PS PAÇOS DE FERREIRA

“Subsídio social extra” proposto pelo PS reprovado em reunião de câmara

Aprovação poderia levar à perda de mandato, diz advogado

A proposta apresentada pelo PS, em tudo semelhante à aprovada pela autarquia de Barcelos, visava compensar os funcionários públicos da autarquia de Paços de Ferreira pelos cortes anunciados pelo Governo. “Tendo em conta o impacto negativo que as medidas na proposta de lei de Orçamento de Estado para 2012 causarão aos mais de 500 funcionários da autarquia e respectivos agregados familiares, propomos que seja criado um ‘subsídio social extra’ para compensar as perdas que os funcionários vão ter com as medidas tomadas pelo Governo do PSD, e que visam a eliminação dos subsídios de férias e Natal para todos os salários acima dos mil euros e a taxa de redução progressiva aos salários situados entre o mínimo e os mil euros”.

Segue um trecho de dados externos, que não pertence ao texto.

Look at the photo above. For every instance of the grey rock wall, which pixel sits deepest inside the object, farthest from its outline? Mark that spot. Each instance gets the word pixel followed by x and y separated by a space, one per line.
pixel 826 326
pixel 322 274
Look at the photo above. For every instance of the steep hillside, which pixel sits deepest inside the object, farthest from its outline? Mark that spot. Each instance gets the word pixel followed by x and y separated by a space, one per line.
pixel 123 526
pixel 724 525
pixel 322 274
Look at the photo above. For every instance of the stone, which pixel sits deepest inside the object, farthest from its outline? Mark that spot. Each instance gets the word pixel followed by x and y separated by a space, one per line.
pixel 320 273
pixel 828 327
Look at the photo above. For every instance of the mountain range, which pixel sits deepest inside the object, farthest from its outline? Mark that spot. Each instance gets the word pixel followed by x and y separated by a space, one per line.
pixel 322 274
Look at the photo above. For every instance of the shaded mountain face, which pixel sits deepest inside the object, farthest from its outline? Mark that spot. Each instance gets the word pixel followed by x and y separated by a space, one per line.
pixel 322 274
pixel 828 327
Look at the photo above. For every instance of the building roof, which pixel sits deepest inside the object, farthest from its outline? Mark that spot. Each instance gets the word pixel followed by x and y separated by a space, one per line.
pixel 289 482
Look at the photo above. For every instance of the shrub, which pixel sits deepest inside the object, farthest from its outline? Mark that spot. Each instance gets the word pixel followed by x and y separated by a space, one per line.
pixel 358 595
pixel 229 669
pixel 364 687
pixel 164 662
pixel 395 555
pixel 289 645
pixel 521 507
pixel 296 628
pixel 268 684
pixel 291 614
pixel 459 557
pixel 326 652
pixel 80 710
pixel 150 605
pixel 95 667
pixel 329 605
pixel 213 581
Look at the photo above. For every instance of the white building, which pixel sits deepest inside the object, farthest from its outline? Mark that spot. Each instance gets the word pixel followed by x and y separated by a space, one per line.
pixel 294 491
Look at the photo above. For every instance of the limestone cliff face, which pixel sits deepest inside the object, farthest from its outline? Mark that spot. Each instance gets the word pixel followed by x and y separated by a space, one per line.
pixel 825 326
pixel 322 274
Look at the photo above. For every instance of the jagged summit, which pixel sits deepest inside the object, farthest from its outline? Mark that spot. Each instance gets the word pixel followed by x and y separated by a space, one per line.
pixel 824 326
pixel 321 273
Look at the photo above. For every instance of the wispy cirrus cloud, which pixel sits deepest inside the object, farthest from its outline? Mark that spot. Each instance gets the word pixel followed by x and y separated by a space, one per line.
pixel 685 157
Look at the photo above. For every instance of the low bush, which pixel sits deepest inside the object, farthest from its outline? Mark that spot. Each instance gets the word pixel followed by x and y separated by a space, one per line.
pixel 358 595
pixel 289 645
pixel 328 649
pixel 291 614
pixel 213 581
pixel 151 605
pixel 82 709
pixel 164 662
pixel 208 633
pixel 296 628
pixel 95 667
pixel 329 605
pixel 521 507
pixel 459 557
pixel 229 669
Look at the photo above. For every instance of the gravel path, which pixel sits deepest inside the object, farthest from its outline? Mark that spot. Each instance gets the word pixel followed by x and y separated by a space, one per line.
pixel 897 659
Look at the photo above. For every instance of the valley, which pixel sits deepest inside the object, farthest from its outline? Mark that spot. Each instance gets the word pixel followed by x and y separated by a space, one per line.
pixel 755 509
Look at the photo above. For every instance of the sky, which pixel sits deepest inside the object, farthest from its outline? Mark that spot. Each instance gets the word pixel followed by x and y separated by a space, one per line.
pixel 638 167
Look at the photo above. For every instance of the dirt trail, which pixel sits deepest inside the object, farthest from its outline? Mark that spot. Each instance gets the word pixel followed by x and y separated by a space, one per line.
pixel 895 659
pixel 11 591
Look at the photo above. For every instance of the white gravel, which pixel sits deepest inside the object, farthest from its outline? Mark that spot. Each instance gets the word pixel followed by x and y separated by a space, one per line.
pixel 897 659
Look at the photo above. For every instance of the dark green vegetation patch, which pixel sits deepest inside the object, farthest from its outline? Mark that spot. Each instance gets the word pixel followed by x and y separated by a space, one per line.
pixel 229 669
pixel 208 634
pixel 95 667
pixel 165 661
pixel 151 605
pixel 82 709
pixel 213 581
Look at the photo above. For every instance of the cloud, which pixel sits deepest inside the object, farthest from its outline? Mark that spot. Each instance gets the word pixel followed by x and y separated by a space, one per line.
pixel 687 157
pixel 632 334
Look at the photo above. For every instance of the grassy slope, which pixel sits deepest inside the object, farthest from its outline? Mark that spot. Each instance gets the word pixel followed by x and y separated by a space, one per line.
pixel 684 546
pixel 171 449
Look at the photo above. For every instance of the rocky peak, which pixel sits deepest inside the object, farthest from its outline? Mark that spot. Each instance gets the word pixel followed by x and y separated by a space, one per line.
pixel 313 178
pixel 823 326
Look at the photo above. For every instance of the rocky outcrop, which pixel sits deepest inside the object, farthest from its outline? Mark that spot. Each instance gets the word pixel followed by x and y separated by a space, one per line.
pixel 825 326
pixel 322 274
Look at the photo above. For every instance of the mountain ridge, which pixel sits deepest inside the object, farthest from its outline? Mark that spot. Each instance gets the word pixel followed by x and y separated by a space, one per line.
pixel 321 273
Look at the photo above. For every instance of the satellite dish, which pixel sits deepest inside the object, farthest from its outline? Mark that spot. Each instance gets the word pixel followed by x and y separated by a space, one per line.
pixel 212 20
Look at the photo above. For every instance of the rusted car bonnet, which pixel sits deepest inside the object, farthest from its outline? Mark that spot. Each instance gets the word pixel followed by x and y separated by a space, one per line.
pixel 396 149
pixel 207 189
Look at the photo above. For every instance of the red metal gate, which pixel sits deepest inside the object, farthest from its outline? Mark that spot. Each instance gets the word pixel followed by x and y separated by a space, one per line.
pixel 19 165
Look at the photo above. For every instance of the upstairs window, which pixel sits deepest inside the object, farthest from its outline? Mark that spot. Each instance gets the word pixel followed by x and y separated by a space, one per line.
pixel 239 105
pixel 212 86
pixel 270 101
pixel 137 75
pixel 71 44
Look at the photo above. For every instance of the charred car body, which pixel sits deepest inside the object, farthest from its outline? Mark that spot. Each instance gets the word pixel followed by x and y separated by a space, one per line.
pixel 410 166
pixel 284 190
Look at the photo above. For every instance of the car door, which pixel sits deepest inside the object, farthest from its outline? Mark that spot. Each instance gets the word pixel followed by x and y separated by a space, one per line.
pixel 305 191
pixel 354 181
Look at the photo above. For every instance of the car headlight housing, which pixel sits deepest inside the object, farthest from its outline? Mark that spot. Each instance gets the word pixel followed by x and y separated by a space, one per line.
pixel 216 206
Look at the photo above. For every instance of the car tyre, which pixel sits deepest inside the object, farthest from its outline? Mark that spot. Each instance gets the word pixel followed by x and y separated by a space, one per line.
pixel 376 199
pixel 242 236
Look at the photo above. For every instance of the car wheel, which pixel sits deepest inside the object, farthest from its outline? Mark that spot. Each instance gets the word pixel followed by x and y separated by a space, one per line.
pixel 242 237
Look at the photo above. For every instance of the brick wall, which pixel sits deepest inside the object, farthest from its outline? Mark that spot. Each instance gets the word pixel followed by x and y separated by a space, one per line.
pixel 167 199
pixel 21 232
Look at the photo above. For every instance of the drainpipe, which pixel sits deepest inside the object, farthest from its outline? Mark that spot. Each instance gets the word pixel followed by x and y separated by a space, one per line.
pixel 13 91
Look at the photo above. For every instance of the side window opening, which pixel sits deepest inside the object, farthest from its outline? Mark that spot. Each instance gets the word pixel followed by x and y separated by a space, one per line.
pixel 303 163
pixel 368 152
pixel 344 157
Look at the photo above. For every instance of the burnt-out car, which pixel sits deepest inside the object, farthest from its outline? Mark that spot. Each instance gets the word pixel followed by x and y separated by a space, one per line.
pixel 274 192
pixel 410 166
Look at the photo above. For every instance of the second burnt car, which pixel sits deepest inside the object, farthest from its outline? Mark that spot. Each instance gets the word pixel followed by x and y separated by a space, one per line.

A questão foi debatida esta sexta-feira em reunião de Câmara e foi reprovada pela maioria PSD com base em pareceres jurídicos que sustentam a ilegalidade da medida. “Atento o disposto na lei n. 169/99, de 18/9, não é legalmente possível à Câmara Municipal atribuir directamente subsídios aos seus funcionários que não estejam previstos na lei”, refere o documento assinado pelo jurista da autarquia, José Leão.

A Câmara pediu ainda um outro parecer sobre a “viabilidade legal” e “consequências legais” que poderiam advir sobre quem viabilizasse a proposta socialista, a uma entidade externa. O documento, assinado pelo advogado Noel Gomes, assistente da Faculdade de Economia da Universidade do Porto, é também claro: “não vislumbrando nós qualquer norma legal que possa dar cobertura à criação de ‘subsídio social extra’ tem que se concluir que uma deliberação que aprove a proposta apresentada se tem de considerar ilegal” e será anulável. O parecer refere ainda que a medida não tem correspondência orçamental, não sendo apresentada a despesa gerada pela aprovação da proposta nem o período temporal em que produzirá efeitos. A aprovação poderia levar a sanções financeiras e mesmo à perda de mandato. Além disso, lê-se no documento, “do ponto de vista jurídico, a decisão de suspensão dos subsídios de férias e de Natal ainda não foi efectivamente tomada, pelo que a proposta apresentada é intempestiva e padece de um vício de erro nos pressupostos, sendo anulável”.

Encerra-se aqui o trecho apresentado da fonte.